The military may conduct two tests by year’s end, with the earliest possibly this fall, said the official, who spoke on the condition of anonymity because no schedule has been announced.
It is uncertain whether the military will have a target missile ready for launch, however, and the first test may not involve an attempt to hit a target.
The delay further hampers Pentagon efforts to validate a multibillion-dollar program that supporters say will help protect the nation from ballistic missiles such as those being deployed by North Korea and other nuclear-armed rogue states.

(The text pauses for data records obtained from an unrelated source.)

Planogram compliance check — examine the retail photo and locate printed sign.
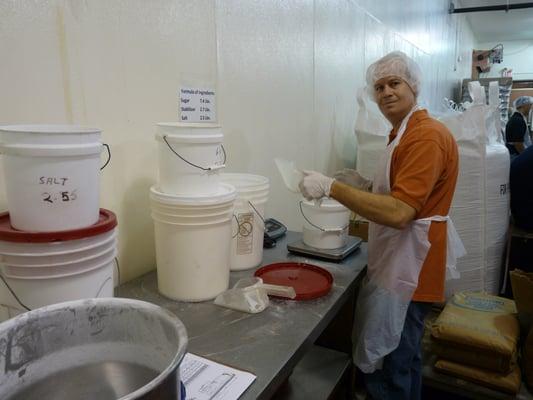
[178,88,216,122]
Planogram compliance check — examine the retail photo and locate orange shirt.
[389,110,459,302]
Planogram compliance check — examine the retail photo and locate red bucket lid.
[0,208,117,243]
[254,262,333,300]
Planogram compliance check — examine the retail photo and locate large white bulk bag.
[442,82,510,298]
[355,89,391,179]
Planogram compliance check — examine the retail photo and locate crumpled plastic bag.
[214,277,296,314]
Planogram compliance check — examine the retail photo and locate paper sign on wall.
[179,88,216,122]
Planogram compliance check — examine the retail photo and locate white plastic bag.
[214,277,296,314]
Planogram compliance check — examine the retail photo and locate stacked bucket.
[150,123,268,302]
[0,125,117,316]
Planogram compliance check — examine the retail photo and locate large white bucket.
[156,123,226,196]
[0,125,102,232]
[150,184,236,301]
[300,199,350,250]
[0,209,117,316]
[221,174,269,271]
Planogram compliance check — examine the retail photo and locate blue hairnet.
[366,51,422,97]
[513,96,533,108]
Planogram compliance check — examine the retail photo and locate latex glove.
[333,168,372,192]
[298,171,335,200]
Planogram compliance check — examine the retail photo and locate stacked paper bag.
[431,292,521,393]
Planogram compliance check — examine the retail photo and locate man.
[300,52,464,400]
[510,146,533,230]
[505,96,533,160]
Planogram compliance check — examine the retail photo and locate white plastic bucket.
[0,209,117,316]
[300,199,350,250]
[3,256,114,313]
[156,123,226,196]
[0,125,102,232]
[221,174,269,271]
[150,184,236,301]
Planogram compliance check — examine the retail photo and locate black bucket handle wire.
[100,143,111,171]
[231,200,266,239]
[163,135,227,171]
[300,200,350,232]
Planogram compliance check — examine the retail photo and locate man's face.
[374,76,416,125]
[520,104,532,116]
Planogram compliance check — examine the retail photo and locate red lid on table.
[0,208,117,243]
[254,262,333,300]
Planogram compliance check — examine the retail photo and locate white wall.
[476,39,533,80]
[0,0,473,279]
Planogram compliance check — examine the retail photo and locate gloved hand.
[333,168,372,192]
[298,171,335,200]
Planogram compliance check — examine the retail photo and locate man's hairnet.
[513,96,533,109]
[366,51,422,98]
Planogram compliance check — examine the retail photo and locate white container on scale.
[0,209,117,320]
[300,198,350,250]
[150,183,236,302]
[221,174,269,271]
[156,122,226,196]
[0,125,102,232]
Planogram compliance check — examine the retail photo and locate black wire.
[100,143,111,171]
[231,214,241,239]
[115,257,120,286]
[248,200,266,229]
[0,274,31,311]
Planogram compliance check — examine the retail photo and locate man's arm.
[329,181,416,229]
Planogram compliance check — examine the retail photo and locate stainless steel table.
[116,232,367,399]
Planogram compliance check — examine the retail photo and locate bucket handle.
[231,214,240,239]
[0,273,31,311]
[94,257,120,298]
[163,135,226,171]
[231,200,266,239]
[248,200,266,231]
[300,200,348,232]
[100,143,111,171]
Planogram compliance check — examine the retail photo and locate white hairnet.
[366,51,422,97]
[513,96,533,109]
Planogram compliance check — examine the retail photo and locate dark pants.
[364,301,431,400]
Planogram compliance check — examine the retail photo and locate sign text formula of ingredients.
[179,88,216,122]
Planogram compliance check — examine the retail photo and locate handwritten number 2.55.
[42,190,78,203]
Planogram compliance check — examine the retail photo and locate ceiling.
[452,0,533,43]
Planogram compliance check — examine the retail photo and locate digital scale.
[287,236,363,262]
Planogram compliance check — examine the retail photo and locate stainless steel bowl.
[0,298,187,400]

Even though the military occasionally activates interceptor bases in Alaska and California, they are not on around-the-clock alert as envisioned. The system has not had a successful intercept of a target since October 2002. Three tests have ended in failure. The Bush administration had said the system would be working by the end of 2004.
An independent review, performed this year for the Pentagon’s Missile Defense Agency, suggested that the rush to deploy the defenses led to inadequate quality control during the tests.
The report was posted online by the Center for Defense Information, a liberal defense policy think tank in Washington.
Missile Defense Agency spokesman Rick Lehner said the report raised some issues regarding quality control that, “quite frankly, we didn’t pay enough attention to, and now we are.”
President Bush is seeking $9 billion for the program in the upcoming budget year, $1 billion less than previously planned.
In the two most recent tests, each costing $85 million, the interceptors from Kwajalein Island in the Pacific Ocean failed to get out of their silos to intercept a target launched from Kodiak Island, Alaska.
On Dec. 15, the test missile did not launch because of a problem with communications software. The second test, on Feb. 14, failed because an arm that holds up the interceptor did not fully retract in the moments before it launched, officials said.
The Missile Defense Agency is putting together a schedule for future tests, Mr. Lehner said. The goal is to make the tests more rigorous for the interceptor missiles and less likely to fail from test equipment woes.
Whatever becomes of the testing, the Pentagon will forge ahead this summer with installing 10 new interceptor missiles at its base in Fort Greely, Alaska, officials said. Greely has six interceptors in place.